In summary, it’s not obvious when it’s safe to reuse present wait semaphores.
Discussion of Solution
The good news is there’s a simple way to guarantee that the presentation operation has finished, though less direct than an explicit wait. Acquiring the image index from vkAcquireNextImageKHR
and then waiting on its semaphore or fence guarantees that the previous presentation operation that used the just-acquired image index has completed, which includes the wait on VkPresentInfoKHR::pWaitSemaphores
, so the corresponding semaphores can be reused.
You can probably see that there is nothing special with reusing present wait semaphores safely. Call vkAcquireNextImageKHR
to get the image index. Wait on the semaphore from vkAcquireNextImageKHR
in one of vkQueueSubmit
batches (you can also wait on the fence, but that introduces additional host sync point). After the wait it’s safe to reuse semaphores.
Why do so many apps get this wrong? The likely reason is that even a small deviation from the most obvious way to synchronize things (you signal, I wait) adds enough complexity to make things not obvious. And if something isn’t obvious (even if it’s simple), it’s easy to miss.

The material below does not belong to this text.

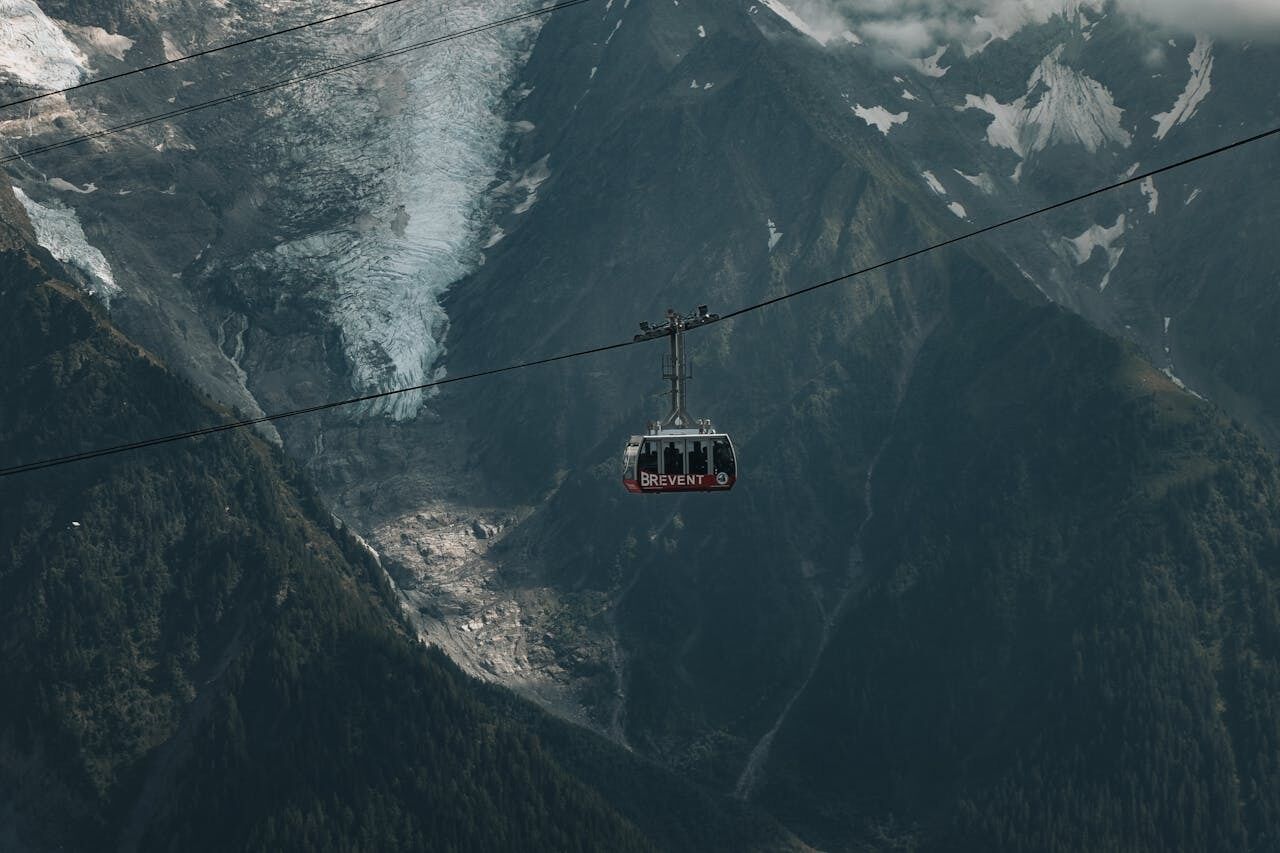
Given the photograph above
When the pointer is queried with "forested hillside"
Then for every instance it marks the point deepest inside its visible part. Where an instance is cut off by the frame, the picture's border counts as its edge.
(196, 656)
(1070, 638)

A common mistake is applying a buffering scheme based on the number of frames in flight (such as double or triple buffering) to present wait semaphores. Often, to synchronize with in-flight frames, the application uses a vkQueueSubmit
fence. By waiting on that fence, we know that the corresponding command buffers and other frame resources are no longer in use. However, the Vulkan specification does not guarantee that waiting on a vkQueueSubmit
fence also synchronizes presentation operations. The reuse of presentation resources should rely on vkAcquireNextImageKHR
or additional extensions (will be mentioned at the end of this article), rather than on vkQueueSubmit
fences.
Here’s pseudocode that demonstrates a common issue (and yes, it often works with specific drivers but this violates Vulkan specification):
// !! BAD CODE WARNING !!
const kNumberOfFramesInFlight = 2
VkSemaphore submit_semaphores[kNumberOfFramesInFlight]
while (!quit) {
// Wait on the frame fence.
// This allows to reuse frame resources, but this does not include presentation resources
VkFence frame_fence = frame_fences[frame_index]
vkWaitForFences(frame_fence)
vkResetFences(frame_fence)
...
// WARNING: this code uses current in-flight frame index to get unused submit semaphore.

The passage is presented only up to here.